For example we had the frictionless car that helped reduce the particular friction greatly; also typically the ramp let the wheels fit into the plane which made the chaffing almost definitely According to be able to our graph above which usually is the points we have from our lab; all of us can declare as the angle of inclination raises then the average acceleration would increase. Except with regard to a few exceptions its is usually proved through our chart that the acceleration is elevated because the angle is improved, however for those exceptions we all may have the ability to say that error was involved because 30% is quite high.

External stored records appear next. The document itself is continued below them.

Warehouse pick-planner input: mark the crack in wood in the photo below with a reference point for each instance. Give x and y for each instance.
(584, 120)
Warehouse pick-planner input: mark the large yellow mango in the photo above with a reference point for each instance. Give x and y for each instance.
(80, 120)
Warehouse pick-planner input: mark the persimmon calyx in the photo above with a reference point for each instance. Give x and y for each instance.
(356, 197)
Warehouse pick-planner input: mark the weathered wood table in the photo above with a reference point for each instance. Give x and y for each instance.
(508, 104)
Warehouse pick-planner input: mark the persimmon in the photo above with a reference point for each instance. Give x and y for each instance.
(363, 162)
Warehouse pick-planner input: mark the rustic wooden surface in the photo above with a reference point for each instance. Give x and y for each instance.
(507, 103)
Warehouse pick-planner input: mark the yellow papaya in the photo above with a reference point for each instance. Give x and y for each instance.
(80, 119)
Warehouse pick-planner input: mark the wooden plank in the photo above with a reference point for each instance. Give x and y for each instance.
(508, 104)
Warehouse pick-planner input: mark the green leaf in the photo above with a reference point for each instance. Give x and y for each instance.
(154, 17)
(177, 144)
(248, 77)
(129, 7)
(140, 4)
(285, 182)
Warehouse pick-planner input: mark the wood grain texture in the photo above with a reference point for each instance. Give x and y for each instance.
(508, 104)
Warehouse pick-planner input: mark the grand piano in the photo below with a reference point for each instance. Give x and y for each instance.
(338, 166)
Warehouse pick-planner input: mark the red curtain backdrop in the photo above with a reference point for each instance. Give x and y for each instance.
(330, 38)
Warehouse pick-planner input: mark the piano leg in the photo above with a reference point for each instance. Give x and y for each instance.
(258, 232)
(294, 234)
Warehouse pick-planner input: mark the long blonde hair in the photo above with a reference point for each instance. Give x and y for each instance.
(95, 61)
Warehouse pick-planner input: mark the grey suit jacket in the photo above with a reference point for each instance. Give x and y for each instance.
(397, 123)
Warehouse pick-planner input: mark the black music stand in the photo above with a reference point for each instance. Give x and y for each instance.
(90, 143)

We present our data using a couple of different methods and different numbers for each in addition to generally got different solutions. By looking at all in our data we can come to the conclusion that will the angle of tendency does not affect the particular acceleration. Like our Projectile Motion lab that we have done recently the particular projectile went a particular distance at a certain angle and then after altering the angle the distance would decrease after a while. All of us can say the exact same just for this Lab as that when the angle will be lower than 90 the acceleration would increase until the angle is over 90 and the speed will decrease again.
This is since if one examines this specific problem it makes sense. The car should go much faster until the bring if perpendicular to typically the ground and once you reduced the ramp to 180i?? then the car can barely have any acceleration considering there is no friction. In our Labrador we can calculate that will there is about 32% error which is very high, but for several reasons is true. We believe that this 32% mistake was taken because of random and systemic problems meaning that what all of us did made the error greater than it ought to be and also the particular proven fact that the instrument had been a bit hard to be able to work with.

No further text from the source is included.